The continued austerity programme is costing jobs and making recovery almost impossible, the Irish Congress of Trade Unions said yesterday.

Official figures released yesterday showed that the Irish gross domestic product (GDP) contracted by 1.9% in the third quarter of this year.

The gross national product (GNP) which excludes profits made by multi-nationals operating in Ireland, shrank by 2.2%.

On an annual basis, GDP fell by 0.1% and GNP was down 4.2%.

Ireland’s Central Statistics Office (CSO) said consumer spending and government spending both fell by 1.3% during the third quarter, while investment slumped by 20.9%. Exports increased by 0.8%, however.

The only sector to record an increase in output during the third quarter was agriculture, forestry and fishing, where output rose 4.5%.

Industrial output fell 1.3%, including a 5.9% drop in building and construction.

Separate CSO figures showed the balance of payments current account surplus in the third quarter of this year was 850m euros, down more than 300m euros compared with the same period last year.

The merchandise surplus of more than 9.86bn euros was boosted by strong exports.

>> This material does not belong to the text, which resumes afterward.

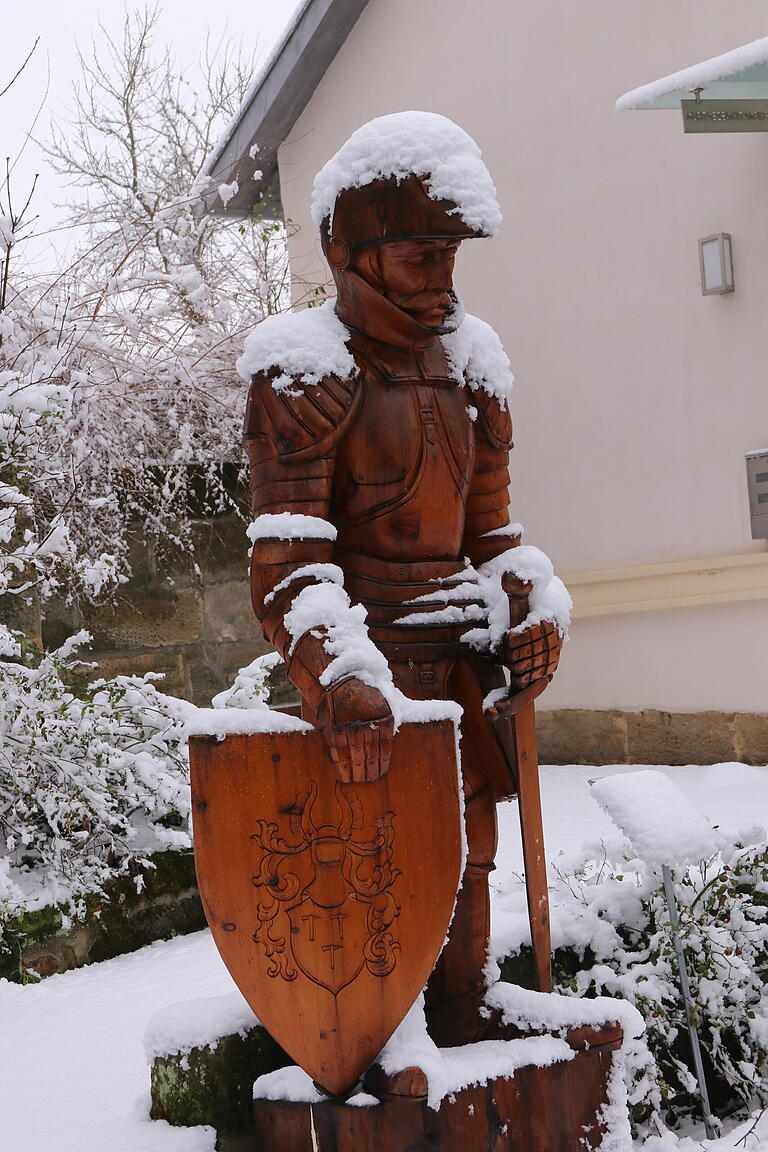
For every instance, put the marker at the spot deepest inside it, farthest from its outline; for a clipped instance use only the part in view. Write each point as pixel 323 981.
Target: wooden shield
pixel 329 903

But the invisibles deficit widened, mainly because of a fall in inward investment income.

For the first nine months of this year, there was a balance of payments deficit of 669m euros, compared with a deficit of 794m euros in the same period last year.

Speaking in the aftermath of the new figures, Congress general secretary David Begg said: ‘Once again we have clear confirmation that austerity is simply not working and the need to generate growth is the key to recovery.

‘In his budget speech, the Minister for Finance indicated that he was interested in pursuing a proposal we made in relation to facilitating private pension fund investment in key projects.

‘We would urge him to act speedily on this and for the government as a whole to act on a wider range of initiatives that can inject some growth into the economy.